This is a draft published here to elicit wider comment. Note that this is only a partial effort at what plainly could be much longer and more detailed document. There are many issues to resolve, and lots of things we need to be clear about. Please feel free to ask any questions or add any comments you may have on one or more of the various discussion lists.
This document is a general overview of the technical considerations that lie behind the Stoa's efforts to promote the widespread use of electronic resources in Humanistic study. Its intended audience is anyone considering authoring a document for publication by the Stoa. It is likely that this group includes people with a very wide range of technical skills and therefore it is difficult for a single document to serve as an introduction to current discussions of electronic publication and at the same time keep the attention of more experienced readers. The approach we take here is to describe general principles illustrated by straightforward examples and to provide pointers to further reading. Readers can therefore use this document either as a starting point for thinking about electronic publication or as a high-level description of the technical criteria by which the Stoa will evaluate submissions.

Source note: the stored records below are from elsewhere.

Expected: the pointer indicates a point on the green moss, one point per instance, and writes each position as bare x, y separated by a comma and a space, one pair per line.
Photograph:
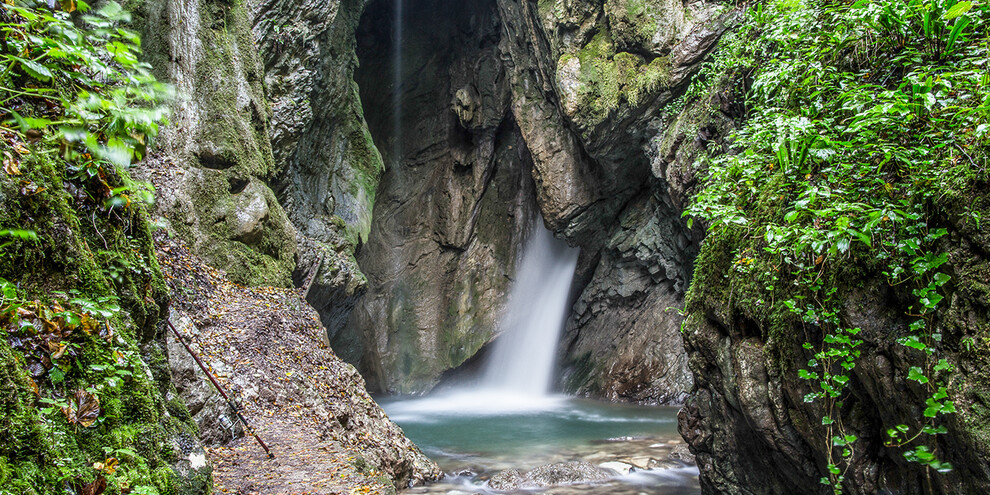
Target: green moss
96, 253
607, 78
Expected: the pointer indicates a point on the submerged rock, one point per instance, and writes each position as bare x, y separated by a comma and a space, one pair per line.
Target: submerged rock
560, 473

Because the technical criteria that this document establishes should contribute to the overall goals of the Stoa, these are reviewed here. As presented in the introductory web-page, the Stoa intends:
The second and third goals are the most directly relevant to this document. The World Wide Web has shown the promise and importance of interlinked electronic resources for scholarly collaboration. Taken together projects such as Perseus, The Online Resource Book for Medieval Studies, Diotima, De Imperatoribus Romanis and Suda-On-Line are beginning to construct new modes of accessing and using humanistic materials. When thought of as a collection of sites on the Web, however, this new environment falls short of the well-established requirements of ongoing scholarly discourse in two important ways. Neither the permanence of each resource nor the permanence of any links between these resources is guaranteed. Compare this with the current level of permanence provided by the storage of printed materials in libraries. By means of rare book departments libraries provide access to materials that are hundreds of years old. Via interlibrary loan one can, ideally, track down a reference to any published work. Additonally, so long as a particular edition is cited, the author and reader will use the exact same version. Though the specific processes may change, we expect this happy situation to last into the forseeable future. This is not currently the case for the World Wide Web. Pages are updated, their addresses on the internet change, or they may cease to exist entirely subject to the whims of personal or departmental or institutional support. The Stoa hopes to encourage the creation of a new inter-linked electronic environment without losing the advantages of the old printed one. This document describes one part of the process by which this will be accomplished.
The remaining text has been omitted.